ContextEditingMiddleware

Transforms the message history before each model call using a configurable strategy:

  • ContextStrategy::LastN(n) -- keep only the last N messages (preserving leading system messages).
  • ContextStrategy::StripToolCalls -- remove tool call/result messages, keeping only human and AI content messages.

ToolRetryMiddleware

Retries failed tool calls with exponential backoff.

  • Configuration: ToolRetryMiddleware::new(max_retries)

ModelFallbackMiddleware

Provides fallback models when the primary model fails. Tries alternatives in order until one succeeds.

SecurityMiddleware

Risk-based tool execution gating with configurable confirmation policies.

SsrfGuardMiddleware

Blocks SSRF attacks by denying requests to private IPs and cloud metadata endpoints.

CircuitBreakerMiddleware

Prevents cascading failures using the circuit breaker pattern. Tracks failures and opens the circuit when a threshold is reached.

TodoListMiddleware

Injects a task list into the agent context before each model call.
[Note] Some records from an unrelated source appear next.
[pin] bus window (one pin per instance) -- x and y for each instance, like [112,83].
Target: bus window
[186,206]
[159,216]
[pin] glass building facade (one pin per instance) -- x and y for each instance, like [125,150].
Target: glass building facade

Middleware vs. Graph Features

Middleware and graph features (checkpointing, interrupts) serve different purposes:

ConcernMiddlewareGraph
Tool approvalHumanInTheLoopMiddlewareinterrupt_before("tools")
Context managementContextEditingMiddlewareCustom node logic
Rate limitingToolCallLimitMiddlewareNot applicable
State persistenceNot applicableCheckpointer

Middleware operates within a single agent node. Graph features operate across the entire graph. Use middleware for per-turn concerns and graph features for workflow-level concerns.